Friday, June 11, 2010

Modern Hunter-Gatherer, Part 4: Oils and Other Fats

Photo courtesy of Suzi Rosenburg's photostream

Fats and Oils

For the modern hunter-gatherer, merely choosing which fats to ingest can be a problem depending on what/whom you believe. It's a very controversial subject!

If you follow the CW (conventional wisdom) espoused by many authorities (including government food and health agencies), you probably have very few problems in finding the fats touted as healthy (despite recent proven scientific evidence to the contrary). Those fats are mostly manufactured fats, available in all grocery stores; you are advised to keep your fat intake low and avoid all natural saturated animal fats at any cost.

I used to have a Peanuts cartoon I snipped out of the newspaper years ago. Charlie Brown was telling Snoopy about something he apparently didn't want to hear… and at the end, Charlie Brown turned to Snoopy and said, “and DON'T roll up your ears.

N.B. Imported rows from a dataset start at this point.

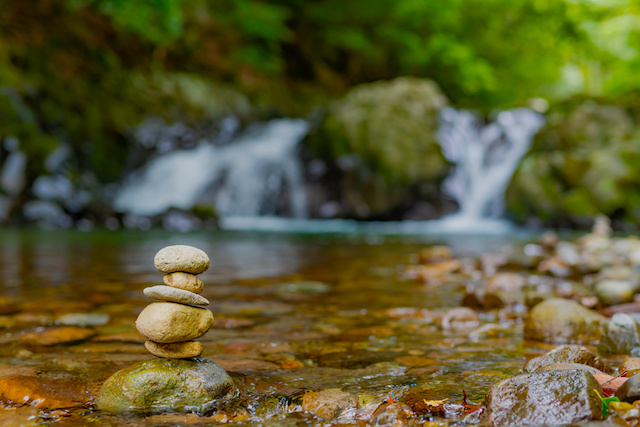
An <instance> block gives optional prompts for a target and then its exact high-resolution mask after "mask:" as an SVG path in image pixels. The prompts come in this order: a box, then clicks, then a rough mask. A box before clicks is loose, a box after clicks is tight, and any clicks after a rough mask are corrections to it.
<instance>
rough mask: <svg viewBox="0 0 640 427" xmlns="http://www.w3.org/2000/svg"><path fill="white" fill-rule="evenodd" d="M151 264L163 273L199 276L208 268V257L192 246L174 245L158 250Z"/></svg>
mask: <svg viewBox="0 0 640 427" xmlns="http://www.w3.org/2000/svg"><path fill="white" fill-rule="evenodd" d="M153 263H154V265H155V266H156V268H157V269H158V270H159V271H161V272H163V273H173V272H176V271H182V272H185V273H192V274H200V273H202V272H204V271H206V270H207V269H208V268H209V257H208V256H207V254H206V253H205V252H204V251H202V250H200V249H198V248H194V247H193V246H187V245H174V246H167V247H165V248H162V249H160V250H159V251H158V253H157V254H156V256H155V258H154V259H153Z"/></svg>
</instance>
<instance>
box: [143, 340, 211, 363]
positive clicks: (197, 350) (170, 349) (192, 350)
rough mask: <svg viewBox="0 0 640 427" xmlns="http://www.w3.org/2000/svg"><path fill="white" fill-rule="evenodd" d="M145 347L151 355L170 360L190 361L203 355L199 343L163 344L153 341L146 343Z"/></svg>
mask: <svg viewBox="0 0 640 427" xmlns="http://www.w3.org/2000/svg"><path fill="white" fill-rule="evenodd" d="M144 346H145V347H146V349H147V350H149V353H151V354H153V355H154V356H158V357H166V358H170V359H190V358H192V357H198V356H200V355H201V354H202V350H203V348H202V344H201V343H199V342H198V341H187V342H176V343H169V344H162V343H158V342H153V341H146V342H145V343H144Z"/></svg>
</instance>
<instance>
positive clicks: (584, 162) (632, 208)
mask: <svg viewBox="0 0 640 427" xmlns="http://www.w3.org/2000/svg"><path fill="white" fill-rule="evenodd" d="M547 119H548V123H547V127H546V129H544V130H542V131H541V132H540V133H539V134H538V135H537V137H536V139H535V141H534V144H533V147H532V149H531V151H530V153H529V154H528V155H527V156H526V157H525V158H524V160H523V161H522V164H521V165H520V167H519V169H518V171H517V173H516V175H515V176H514V179H513V180H512V183H511V186H510V187H509V189H508V191H507V205H508V208H509V210H510V212H511V213H512V214H513V215H514V217H515V218H516V219H518V220H520V221H522V222H526V221H527V220H529V219H531V218H538V219H540V220H542V222H543V223H545V224H547V225H550V226H561V225H572V226H588V225H590V222H591V218H592V217H593V216H595V215H596V214H598V213H603V214H605V215H608V216H610V217H613V218H614V219H615V220H618V221H621V222H622V223H625V224H630V225H635V226H637V225H640V208H638V206H640V169H639V168H638V167H637V165H638V164H640V126H639V125H638V124H637V123H638V122H639V119H640V108H638V107H637V106H634V105H631V104H629V105H613V104H610V103H606V102H604V101H602V102H600V103H598V102H595V101H593V100H587V101H584V100H582V101H581V102H576V101H573V102H571V103H568V104H565V105H559V106H556V108H555V109H554V110H553V111H552V112H551V113H550V114H548V115H547Z"/></svg>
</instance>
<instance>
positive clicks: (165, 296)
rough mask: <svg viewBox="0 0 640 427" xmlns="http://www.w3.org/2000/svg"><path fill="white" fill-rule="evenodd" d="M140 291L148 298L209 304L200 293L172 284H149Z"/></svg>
mask: <svg viewBox="0 0 640 427" xmlns="http://www.w3.org/2000/svg"><path fill="white" fill-rule="evenodd" d="M142 292H143V293H144V294H145V295H146V296H148V297H149V298H153V299H157V300H161V301H170V302H177V303H180V304H190V305H209V300H207V299H206V298H205V297H203V296H202V295H198V294H196V293H194V292H190V291H185V290H184V289H178V288H174V287H172V286H165V285H157V286H151V287H149V288H145V289H144V290H143V291H142Z"/></svg>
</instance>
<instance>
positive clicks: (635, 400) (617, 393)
mask: <svg viewBox="0 0 640 427" xmlns="http://www.w3.org/2000/svg"><path fill="white" fill-rule="evenodd" d="M616 397H617V398H618V399H620V400H621V401H623V402H635V401H636V400H640V374H636V375H633V376H632V377H631V378H629V379H628V380H627V381H626V382H625V383H624V384H622V385H621V386H620V387H618V390H616Z"/></svg>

We have been led down a merry path ever since 1911 when Crisco became the first available food product to contain hydrogenated oil. They didn't start out to make a food product, though. The process of hydrogenation, which insures the fat remains solid at normal storage temperatures had just recently been patented to harden oils for use as a raw material for making soap so they made some... and since the material looked like lard, they began selling it as food.

It wasn’t long before hydrogenated oil was incorporated into many other foods, and the increase in use has been consistent with the dramatic rise in the prevalence of obesity, diabetes and heart disease that occurred during the last century. Smuckers, who bought Crisco, introduced in 2004 "Crisco Zero Grams Trans Fat Per Serving All-Vegetable Shortening," which contained fully-hydrogenated palm oil blended with liquid vegetable oils to yield a shortening much like the original Crisco.

As of 2010 Crisco consists of a blend of soybean oil, fully hydrogenated cottonseed oil, and partially hydrogenated soybean and cottonseed oils. Some nutritionists argue that while the formula has been changed to remove the trans fatty acids, the fully hydrogenated oils used to replace them may not be good for health. (See New Fat, Same Old Problem With An Added Twist? Replacement For Trans Fat Raises Blood Sugar In Humans, ScienceDaily (Jan. 18, 2007).

That study, published online in Nutrition and Metabolism, demonstrated the new fats adversely affected human metabolism of lipoproteins and glucose, when compared to an unmodified, natural saturated fat.

Current cumulative research has put to rest the long-held but erroneous concept that saturated animal fats are bad for us, and give us heart attacks. Has that made the national news? Nooooo….

The SAD (Standard American Diet) is high in fully and partially hydrogenated fats and also high in sugars. I’m not sure if it is the lack of media coverage causing even our doctors to still give out advice based on the old information, or if it's also that we collectively have rolled up our ears so we can't hear it.

Meanwhile, I have determined to eliminate from my diet all manufactured fats incorporated in anything labeled ‘food’ with an added bunch of chemical ingredients, or sold as a single ingredient. That was hard to do until I recently stopped buying anything requiring an ingredients label. I don’t eat soybean oil, corn oil, nor canola. I buy only organic, extra-virgin first cold-pressed olive and/or cold-pressed organic coconut oils and real butter, plus I eat lots of saturated animal fats like beef and egg yolks, and fatty fish like salmon.

One thing I will NOT do, however, is eat animal fats from confined factory animals. All the pesticides, herbicides, antibiotics, and hormones they are exposed to end up mostly stored in their fats (and their organs).

Fortunately for my food protocol, hunting and gathering good fats and oils is pretty easy. Most grocers carry butter (although not the most nutritious available, in my opinion and I no longer buy it) and a decent selection of olive oils; reading the label on olive oils is a must. After the first cold-pressing of olives, the remaining pulp is generally washed with chemicals such as hexane to extract more oil, and that bottled oil will state on the label just ‘olive oil’. In fact, some olive pulp is chemically washed as many as 4 times to extract the last drop of oil.

Why do I prefer cold-pressing?
When olives are pressed by mechanical action, the friction produces heat, and heat destroys enzymes (and other nutrients in the oil by increasing oxidation) resulting in a lower quality oil. Likewise, centrifuge extraction causes similar damage to cell walls in vegetable fats just as it does in milk fats. Only in the EU is strict adherence to olive oil regulation standardized, and enforced; few other countries have any such regulations. So I am assured by buying Spanish, Greek or Italian extra-virgin cold-pressed olive oils that I am getting the real thing.

Finding good saturated animal fats goes hand-in-hand with finding grass-fed, pastured meat animals and eggs and I covered that in Part 1.